Valentine’s Day: Saying ‘I Love You’
Saying ‘I love you’ and showing it with actions
by Revd Trevor Donnelly (revised, originally published in 2006)
Suitable for Whole School (Pri)
To encourage us to say ‘I love you’ and ‘thank you’ when appropriate.
Preparation and materials
- Have available a list of suitable books, films or TV shows to use in a game of charades.
- Begin by saying that you want to play a game called charades, which is all about communication. Ask if any of the children know the rules, and then either explain the rules to everyone, or ask a willing volunteer to do so.
Charades involves miming words that others must guess. (Decide how much detail to go into, such as using certain signs for small words, syllables, whole words and so on.)
Choose age-appropriate titles for the children to guess, such as Bob the Builder, Peppa Pig, Blue Peter, Dr Who and Harry Potter.
- Play the game a few times, choosing volunteers from the oldest year first so that they can demonstrate the game to the younger ones.
- After the last game, ask the children to think about the titles that they found difficult to guess. Explain that it can be extremely hard to understand what someone is trying to tell you if they don’t use words. Explain that sometimes, in real life, we can make it hard for the people around us if we don’t tell them important things.
- Remind the children that there is a special day in February called Valentine’s Day.
You may want to mention a little bit about St Valentine. There are actually two saints called Valentine, and they are both remembered on 14 February. They both lived in the third century AD, and both were killed during the Roman Empire’s persecution of Christians. One was a priest and doctor, the other a bishop.
- The linking of Valentine’s Day with romance came hundreds of years later, in the Middle Ages. It is said to have originated with the idea that birds began to choose their mates on 14 February.
- Ask if anyone knows what people send and receive on Valentine’s Day. Explain that cards are another way of communicating a message without saying it aloud.
- Explain that Valentine’s cards are usually just a bit of fun. However, it can be really important to tell people that we love them - especially our families and friends.

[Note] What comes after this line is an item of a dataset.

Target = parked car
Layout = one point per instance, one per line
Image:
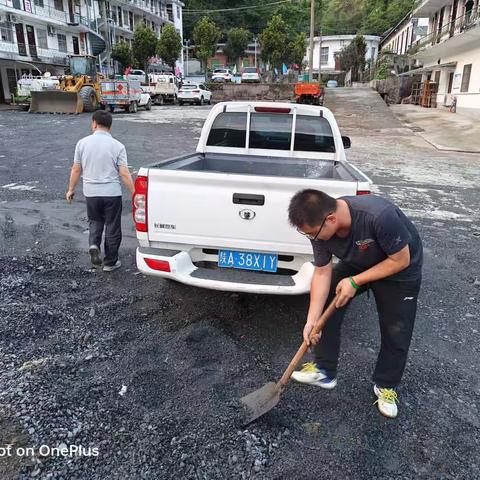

It is good to let people know that we love them, or just that we are glad that they are part of our lives.
Friends, family and the people who look after us may not be able to guess how we feel about them, so it is good to tell them.
Time for reflection
Let’s close our eyes and take a moment to think about the people who are important to us.
- Let’s think about our friends.
- Let’s think about our family.
- Let’s think about the people who care for us.
- Let’s think about how we can show or tell them that we love them.
- Let’s think about how we can thank them for their love and care.
Let’s decide to tell them today, or as soon as we can.
We thank you for all the people who are important to us.
Help us to tell them what they mean to us.
Help us to say ‘I love you’.
Help us to say ‘thank you’.
Help our actions to show that we mean what we say.